Pollock, J.C., Richardella, B., Jahr, A., Morgan, M., & Cook, J.P. (2018, June). Nationwide newspaper coverage of rape and rape culture on college campuses: Testing community structure theory. Human Rights Review, 19 (2).
In large US metropolitan newspapers, coverage of campus rape and rape culture supporting “authoritative responsibility” for change in major US cities is not simply a women’s issue (linked to female employment levels), but more broadly a public safety (hate crime) and even more broadly a public health (physician density) issue. This study suggests that women’s issues are broadly connected to large community concerns about public safety and public health. The conclusion is inescapable: Women’s issues are everyone’s issues. What helps women helps everyone.

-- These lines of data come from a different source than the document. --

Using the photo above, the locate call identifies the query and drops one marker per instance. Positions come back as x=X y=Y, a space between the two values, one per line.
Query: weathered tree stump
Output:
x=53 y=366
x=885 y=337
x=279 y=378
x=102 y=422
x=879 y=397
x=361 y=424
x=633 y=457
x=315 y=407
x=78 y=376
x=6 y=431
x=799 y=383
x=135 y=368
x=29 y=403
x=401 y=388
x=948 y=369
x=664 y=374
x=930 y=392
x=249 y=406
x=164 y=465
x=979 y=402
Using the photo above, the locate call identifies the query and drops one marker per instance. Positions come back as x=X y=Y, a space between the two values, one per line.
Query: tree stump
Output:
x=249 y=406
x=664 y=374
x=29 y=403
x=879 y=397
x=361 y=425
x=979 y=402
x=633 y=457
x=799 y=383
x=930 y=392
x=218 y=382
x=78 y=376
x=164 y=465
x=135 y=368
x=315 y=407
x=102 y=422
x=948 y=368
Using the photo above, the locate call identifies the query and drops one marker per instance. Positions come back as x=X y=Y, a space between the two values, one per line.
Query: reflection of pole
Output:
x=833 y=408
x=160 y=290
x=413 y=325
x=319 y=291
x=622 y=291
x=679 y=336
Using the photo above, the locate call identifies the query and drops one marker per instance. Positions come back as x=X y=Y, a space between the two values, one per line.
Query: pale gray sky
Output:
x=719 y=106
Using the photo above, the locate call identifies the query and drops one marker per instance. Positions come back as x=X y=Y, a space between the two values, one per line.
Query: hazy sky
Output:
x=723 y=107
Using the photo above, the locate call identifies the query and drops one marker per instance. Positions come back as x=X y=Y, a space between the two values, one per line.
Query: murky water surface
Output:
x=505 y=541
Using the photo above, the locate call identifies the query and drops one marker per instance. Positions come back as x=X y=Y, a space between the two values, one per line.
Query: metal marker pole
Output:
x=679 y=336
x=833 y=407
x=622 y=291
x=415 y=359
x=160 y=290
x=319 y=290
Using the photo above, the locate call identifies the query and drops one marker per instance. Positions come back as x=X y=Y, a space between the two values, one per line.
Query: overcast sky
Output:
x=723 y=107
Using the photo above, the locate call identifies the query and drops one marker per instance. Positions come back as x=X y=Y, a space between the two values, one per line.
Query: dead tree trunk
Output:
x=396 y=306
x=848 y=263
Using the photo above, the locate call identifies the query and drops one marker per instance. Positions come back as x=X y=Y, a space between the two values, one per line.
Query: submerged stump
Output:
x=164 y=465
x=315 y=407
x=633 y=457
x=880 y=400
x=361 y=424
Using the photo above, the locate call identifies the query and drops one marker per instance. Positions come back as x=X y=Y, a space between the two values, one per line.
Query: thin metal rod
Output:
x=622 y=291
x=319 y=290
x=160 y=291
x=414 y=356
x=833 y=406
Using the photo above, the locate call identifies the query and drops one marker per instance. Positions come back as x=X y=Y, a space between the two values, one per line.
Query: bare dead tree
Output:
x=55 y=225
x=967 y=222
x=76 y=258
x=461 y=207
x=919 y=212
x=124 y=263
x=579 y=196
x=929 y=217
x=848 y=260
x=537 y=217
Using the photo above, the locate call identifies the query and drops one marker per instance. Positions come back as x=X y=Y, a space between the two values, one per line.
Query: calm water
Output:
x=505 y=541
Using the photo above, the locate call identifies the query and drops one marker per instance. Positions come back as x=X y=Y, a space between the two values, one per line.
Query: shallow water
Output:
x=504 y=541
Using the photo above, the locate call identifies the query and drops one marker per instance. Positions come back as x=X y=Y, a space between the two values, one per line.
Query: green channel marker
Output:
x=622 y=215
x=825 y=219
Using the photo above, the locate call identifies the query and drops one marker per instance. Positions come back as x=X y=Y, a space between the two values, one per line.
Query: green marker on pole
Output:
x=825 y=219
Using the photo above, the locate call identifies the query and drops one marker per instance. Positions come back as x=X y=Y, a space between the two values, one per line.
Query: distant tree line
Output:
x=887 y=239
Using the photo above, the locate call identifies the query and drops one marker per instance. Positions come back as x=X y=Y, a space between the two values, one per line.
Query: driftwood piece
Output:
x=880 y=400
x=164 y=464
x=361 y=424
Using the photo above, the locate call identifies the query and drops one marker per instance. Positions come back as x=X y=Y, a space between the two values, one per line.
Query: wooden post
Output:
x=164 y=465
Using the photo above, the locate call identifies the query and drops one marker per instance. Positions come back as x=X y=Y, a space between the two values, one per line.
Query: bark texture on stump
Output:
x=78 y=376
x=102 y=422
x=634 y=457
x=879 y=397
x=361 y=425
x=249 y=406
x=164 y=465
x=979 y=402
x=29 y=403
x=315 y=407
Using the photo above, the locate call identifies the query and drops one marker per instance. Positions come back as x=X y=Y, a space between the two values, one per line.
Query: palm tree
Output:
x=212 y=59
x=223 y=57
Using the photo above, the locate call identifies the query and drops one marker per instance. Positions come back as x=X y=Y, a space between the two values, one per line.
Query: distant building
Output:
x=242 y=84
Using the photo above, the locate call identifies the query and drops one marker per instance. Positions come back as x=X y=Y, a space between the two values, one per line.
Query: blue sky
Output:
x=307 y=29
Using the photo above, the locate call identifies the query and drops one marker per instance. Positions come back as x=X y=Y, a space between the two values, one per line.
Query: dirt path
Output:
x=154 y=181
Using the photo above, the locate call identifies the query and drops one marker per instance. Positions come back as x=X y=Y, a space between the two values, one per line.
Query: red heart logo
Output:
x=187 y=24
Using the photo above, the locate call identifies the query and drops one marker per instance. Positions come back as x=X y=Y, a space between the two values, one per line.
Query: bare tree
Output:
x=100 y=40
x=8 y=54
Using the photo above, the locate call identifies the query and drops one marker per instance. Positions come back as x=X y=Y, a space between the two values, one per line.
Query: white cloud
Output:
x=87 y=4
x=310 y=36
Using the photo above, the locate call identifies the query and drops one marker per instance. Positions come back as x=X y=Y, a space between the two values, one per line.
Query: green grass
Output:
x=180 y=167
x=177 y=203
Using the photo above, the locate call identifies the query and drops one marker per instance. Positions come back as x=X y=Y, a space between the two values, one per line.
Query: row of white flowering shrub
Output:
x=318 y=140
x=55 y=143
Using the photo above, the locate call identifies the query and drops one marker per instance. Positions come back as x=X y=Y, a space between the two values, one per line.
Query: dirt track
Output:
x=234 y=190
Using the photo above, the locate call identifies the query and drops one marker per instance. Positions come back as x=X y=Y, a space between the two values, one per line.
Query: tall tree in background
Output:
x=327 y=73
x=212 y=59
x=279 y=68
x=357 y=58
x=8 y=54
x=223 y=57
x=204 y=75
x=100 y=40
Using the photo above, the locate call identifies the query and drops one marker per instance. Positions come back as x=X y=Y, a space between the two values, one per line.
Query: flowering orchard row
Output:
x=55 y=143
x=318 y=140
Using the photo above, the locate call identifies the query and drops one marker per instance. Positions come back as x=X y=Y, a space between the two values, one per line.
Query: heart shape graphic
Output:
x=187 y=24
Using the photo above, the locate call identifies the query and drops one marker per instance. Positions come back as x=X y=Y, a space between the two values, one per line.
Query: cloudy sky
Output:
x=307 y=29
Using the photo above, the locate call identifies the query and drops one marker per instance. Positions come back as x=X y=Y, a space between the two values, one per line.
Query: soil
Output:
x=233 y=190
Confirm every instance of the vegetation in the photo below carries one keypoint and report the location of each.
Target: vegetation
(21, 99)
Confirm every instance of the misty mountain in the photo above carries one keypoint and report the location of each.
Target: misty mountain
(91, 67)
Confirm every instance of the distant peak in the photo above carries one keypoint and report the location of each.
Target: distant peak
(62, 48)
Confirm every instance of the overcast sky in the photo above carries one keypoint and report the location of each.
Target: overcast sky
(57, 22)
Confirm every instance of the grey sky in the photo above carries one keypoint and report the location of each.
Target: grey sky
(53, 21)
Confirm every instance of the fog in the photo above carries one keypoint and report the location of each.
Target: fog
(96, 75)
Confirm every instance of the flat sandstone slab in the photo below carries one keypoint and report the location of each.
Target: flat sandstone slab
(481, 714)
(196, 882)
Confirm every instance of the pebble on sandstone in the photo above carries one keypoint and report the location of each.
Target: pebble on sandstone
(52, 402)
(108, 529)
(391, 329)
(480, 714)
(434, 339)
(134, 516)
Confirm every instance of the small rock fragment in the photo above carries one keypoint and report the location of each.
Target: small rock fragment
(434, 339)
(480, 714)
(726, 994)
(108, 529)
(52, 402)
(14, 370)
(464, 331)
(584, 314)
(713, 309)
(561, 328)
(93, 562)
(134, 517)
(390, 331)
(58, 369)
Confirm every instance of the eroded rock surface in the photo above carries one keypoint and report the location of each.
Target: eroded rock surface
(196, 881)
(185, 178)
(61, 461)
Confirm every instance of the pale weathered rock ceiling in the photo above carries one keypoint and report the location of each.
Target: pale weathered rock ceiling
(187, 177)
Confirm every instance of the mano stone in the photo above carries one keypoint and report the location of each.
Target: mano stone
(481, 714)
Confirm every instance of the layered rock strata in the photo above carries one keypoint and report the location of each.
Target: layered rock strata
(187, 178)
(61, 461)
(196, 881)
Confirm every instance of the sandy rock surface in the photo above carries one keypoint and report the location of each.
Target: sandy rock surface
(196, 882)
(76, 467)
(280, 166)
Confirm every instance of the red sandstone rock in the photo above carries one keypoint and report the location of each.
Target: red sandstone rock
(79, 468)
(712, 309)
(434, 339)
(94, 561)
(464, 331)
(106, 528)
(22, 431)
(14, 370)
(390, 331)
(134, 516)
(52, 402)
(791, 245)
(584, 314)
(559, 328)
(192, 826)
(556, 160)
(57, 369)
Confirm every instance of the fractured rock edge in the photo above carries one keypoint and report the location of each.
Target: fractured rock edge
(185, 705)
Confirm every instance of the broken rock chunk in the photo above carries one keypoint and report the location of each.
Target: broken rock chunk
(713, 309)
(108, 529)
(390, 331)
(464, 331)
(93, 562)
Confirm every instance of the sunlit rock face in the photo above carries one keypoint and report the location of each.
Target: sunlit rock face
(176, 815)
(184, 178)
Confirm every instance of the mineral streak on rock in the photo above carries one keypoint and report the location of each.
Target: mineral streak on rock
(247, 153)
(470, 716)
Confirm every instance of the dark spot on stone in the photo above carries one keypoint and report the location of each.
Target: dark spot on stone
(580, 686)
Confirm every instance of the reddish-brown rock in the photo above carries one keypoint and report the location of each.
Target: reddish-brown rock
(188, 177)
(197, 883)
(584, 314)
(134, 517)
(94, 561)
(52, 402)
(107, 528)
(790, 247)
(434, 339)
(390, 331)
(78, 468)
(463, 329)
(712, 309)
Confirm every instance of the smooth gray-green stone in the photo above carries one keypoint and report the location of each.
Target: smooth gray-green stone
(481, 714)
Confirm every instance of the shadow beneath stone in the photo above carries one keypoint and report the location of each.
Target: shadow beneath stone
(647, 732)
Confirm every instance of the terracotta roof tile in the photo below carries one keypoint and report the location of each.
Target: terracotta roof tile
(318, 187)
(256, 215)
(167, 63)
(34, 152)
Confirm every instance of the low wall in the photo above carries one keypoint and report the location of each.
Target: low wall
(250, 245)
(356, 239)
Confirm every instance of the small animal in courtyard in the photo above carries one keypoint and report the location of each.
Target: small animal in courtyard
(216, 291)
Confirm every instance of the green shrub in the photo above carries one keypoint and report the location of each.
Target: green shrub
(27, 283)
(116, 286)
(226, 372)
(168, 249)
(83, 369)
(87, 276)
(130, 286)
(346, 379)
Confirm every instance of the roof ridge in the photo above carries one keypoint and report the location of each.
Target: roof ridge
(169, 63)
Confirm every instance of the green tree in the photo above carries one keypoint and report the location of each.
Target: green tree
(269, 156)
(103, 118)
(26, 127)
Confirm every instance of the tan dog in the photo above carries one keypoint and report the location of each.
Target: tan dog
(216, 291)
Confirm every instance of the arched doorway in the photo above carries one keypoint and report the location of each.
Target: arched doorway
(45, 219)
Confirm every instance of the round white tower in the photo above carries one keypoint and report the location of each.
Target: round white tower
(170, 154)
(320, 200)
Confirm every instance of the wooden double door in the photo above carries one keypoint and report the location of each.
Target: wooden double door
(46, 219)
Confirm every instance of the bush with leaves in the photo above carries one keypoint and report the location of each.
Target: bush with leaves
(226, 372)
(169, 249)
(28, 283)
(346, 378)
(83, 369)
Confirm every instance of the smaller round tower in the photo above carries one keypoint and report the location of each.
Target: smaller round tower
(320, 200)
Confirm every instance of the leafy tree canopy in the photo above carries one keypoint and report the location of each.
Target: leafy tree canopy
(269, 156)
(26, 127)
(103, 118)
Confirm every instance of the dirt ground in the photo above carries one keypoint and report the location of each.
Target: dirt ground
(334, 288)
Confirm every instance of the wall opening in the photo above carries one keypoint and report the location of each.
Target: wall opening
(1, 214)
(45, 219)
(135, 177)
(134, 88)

Co-authored by professors Drs. John C. Pollock and Judi Puritz Cook, together with students Brielle Richardella, Amanda Jahr, and Melissa Morgan, a community structure analysis compared community characteristics and newspaper coverage of rape and rape culture on college campuses in a nationwide cross-section sample of 21 leading metropolitan newspapers over more than ten years (03/13/06 to 06/02/16), yielding 426 articles. This study of nationwide coverage of campus rape and rape culture in major US cities is especially fascinating because “percent women in the workforce” is only the third most importance demographic associated with “authoritative responsibility” for reducing rape and rape culture. More significant (representing a stronger correlation) is percent hate crime (a measure of public safety), and most significant of all is physicians/100, 000 (a measure of community interest in health).